What about somebody being forced to be deported to Nauru who identifies as LGBTIQ? They no longer have a right in the deportation process because you're stripping away their natural justice rights to be able to say to the government, 'As an LGBTIQ member of the community, I will likely be persecuted in Nauru.' We know from international reports that Nauru is an unsafe place to be gay. It's an unsafe place. Report after report has said that it's a place where, if you identify as LGBTIQ openly, you face potential violence, you face discrimination and there are no rights protecting you.

But Labor doesn't want to hear. It's stripping natural justice away and preventing anyone from even being able to tell the government about that before they're deported. What about a woman with the care of two kids? You'll remove natural justice so she can't tell the government, 'You deporting me to Nauru is going to leave my kids without a mum.' They may be Australian citizens, but no; they don't want to hear. They want to deport. They want to meet and better the coalition's dog whistle. That's what Labor does. Every time you do this—the attacks against people seeking asylum, Labor's false assertion that they're somehow inherently criminal—it's heard by the far right, and they use it.

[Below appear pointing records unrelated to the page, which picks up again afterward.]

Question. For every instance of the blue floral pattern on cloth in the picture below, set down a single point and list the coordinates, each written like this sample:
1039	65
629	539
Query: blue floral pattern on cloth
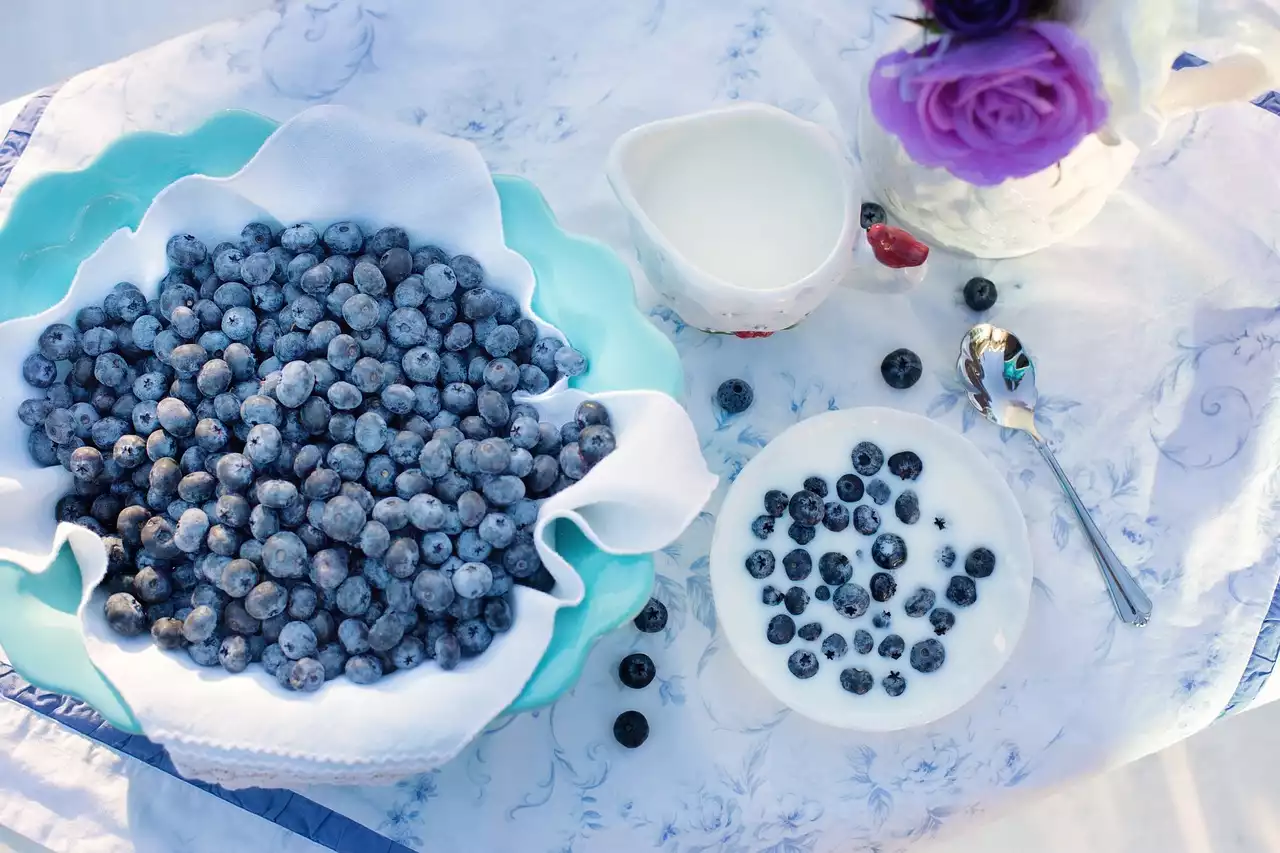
1155	340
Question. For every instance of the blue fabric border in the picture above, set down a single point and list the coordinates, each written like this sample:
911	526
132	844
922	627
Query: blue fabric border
284	808
23	126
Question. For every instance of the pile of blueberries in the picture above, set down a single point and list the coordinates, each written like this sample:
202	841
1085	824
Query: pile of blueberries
306	451
808	509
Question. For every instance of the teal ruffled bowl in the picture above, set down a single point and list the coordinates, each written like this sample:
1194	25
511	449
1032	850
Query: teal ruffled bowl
581	288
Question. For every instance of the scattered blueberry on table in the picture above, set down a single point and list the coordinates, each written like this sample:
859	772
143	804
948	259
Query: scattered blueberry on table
979	293
735	396
901	369
309	451
631	729
636	671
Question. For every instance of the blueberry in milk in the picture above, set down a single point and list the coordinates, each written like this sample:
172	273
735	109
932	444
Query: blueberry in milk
979	562
856	682
801	533
865	520
906	507
835	569
919	602
892	647
836	518
850	600
894	684
807	507
905	465
849	488
928	656
781	630
803	664
833	647
888	551
867	459
796	601
798	564
763	527
942	620
759	564
961	591
882	585
817	486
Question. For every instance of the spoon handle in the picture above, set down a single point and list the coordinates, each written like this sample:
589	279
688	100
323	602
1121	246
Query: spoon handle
1130	601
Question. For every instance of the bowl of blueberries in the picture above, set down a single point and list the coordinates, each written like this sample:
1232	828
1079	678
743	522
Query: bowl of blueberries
871	569
309	439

As in speeches we heard from One Nation earlier, they use what Labor's doing to foment attacks against immigrants, to attack multiculturalism and to demonise people who have come to Australia from overseas.

The Human Rights Law Centre, in its submission, really sums up what Labor is doing here. It says:

In summary, the anti-fairness bill—

and I endorse its characterisation of this bill; it's not a home affairs amendment bill but an anti-fairness bill—

would remove the government's duty to give a person notice, and an opportunity to respond, when deciding to deport them to a third country—effectively allowing the government to ignore health, safety or family separation risks that someone might face if exiled permanently to a country that is not their home; remove the government's duty to give a person notice when issuing them a direction to cooperate with their own deportation, when the failure to comply results in jail time; and retrospectively patch up visa decisions that were made on the basis of wrong information and wrong or outdated law, rather than allowing those decisions to be reconsidered and made again.

The bill is the latest in an ongoing attempt by the Albanese government to deprive migrants and refugees of basic procedural rights that ensure integrity in decision-making and to pre-empt or undermine decisions by our courts. And heaven knows where the $2½ billion we're giving to Nauru will go. The Nauruan government has form. They've sent some of the money Australia's paid them to the Finks motorcycle gang. If that wasn't bad enough, as Labor is deporting people to Nauru, the Nauruan president has made it very clear that it's his government's intention to send those people back to the country from which they fled, in breach of the refugee convention. And what does Labor say about that? Absolutely nothing, because they are so morally bankrupt.